Anche noi Podemos
La Storia ci racconta che i pusillanimi non son mai arrivati molto lontano nella vita. Il tipico eroe malandrino dei nostri tempi, quello che arraffa il bene comune e fa pure la figura del figo in tribunale, dove domina magistralmente la propria dialettica (frutto di vasta esperienza) esercita un enorme impatto sulla psiche auto-flagellante, con livelli di autostima sotto lo zero. L’evasore fiscale e lo stratega dell’appropriazione indebita di denaro pubblico son spesso menzionati con un mezzo sorriso che sottintende “beato lui, almeno se l’è goduta nella vita, mentre io stupidamente pago”. La rivendicazione che dovrebbe portare alla sommossa e al linciaggio del malandrino torce il capo e si trasforma in statua di sale, mentre ‘o malamente prosegue imperterrito, rientrando in scena dopo aver sparso dubbi sulla correttezza delle accuse, o scomparendo opportunamente in angoli remoti ed esclusivi del pianeta a godersi la pensione di platino. Il problema di fondo è che, sostanzialmente, il malandrino viene scambiato per l’anti-pusillanime per cui gli vengono inconsciamente attribuite doti assimilabili a un Napoleone; ciò innesca uno strano sentimento, probabilmente scaturito da un malinteso senso del perdono cattolico e dunque, come avvenne per il ladrone che condivise con Cristo il supplizio sulla croce, può esser soggetto a un’intima indulgenza, a premio della sua audacia in vita.
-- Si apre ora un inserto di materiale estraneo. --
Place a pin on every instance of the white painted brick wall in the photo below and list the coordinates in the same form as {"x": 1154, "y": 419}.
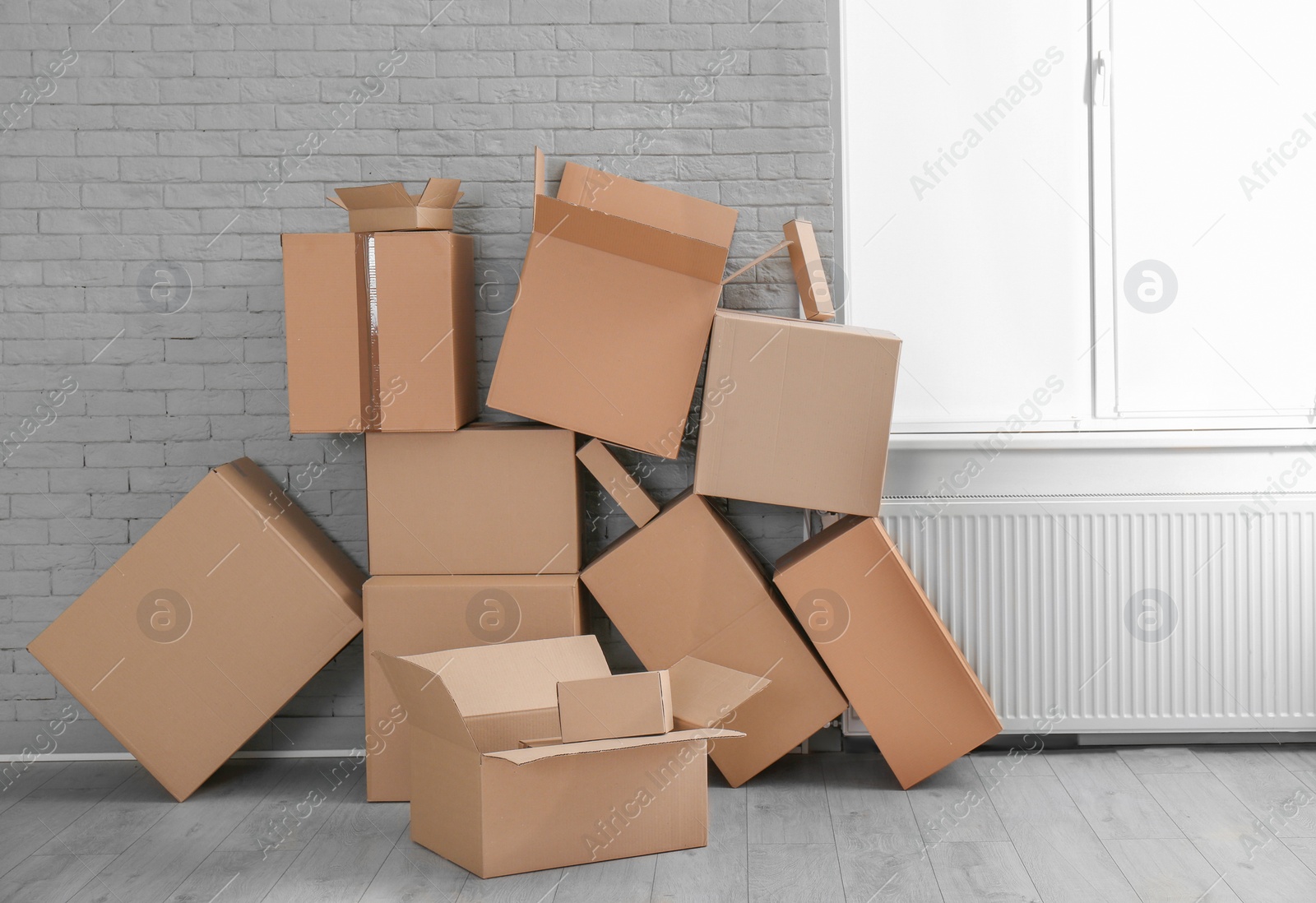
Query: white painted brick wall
{"x": 155, "y": 144}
Questo Robin Hood al contrario spesso affianca, quale delfino della traballante nave, le alte sfere della società e, secondo le recenti testimonianze, si adopera in un do ut des che risulta soddisfacente per entrambe le parti. C’è chi, grazie a megalomani campagne pagate con fondi dirottati, ha governato per la buona pace di tantissimi cittadini comuni che si accontentavano di vedere la propria città sfoggiare sontuosi palazzi, yacht parcheggiati in porto e tante belle promesse (se poi ci si aggiunge una visita papale “ad ogni costo”, il quadretto è completo e benedetto).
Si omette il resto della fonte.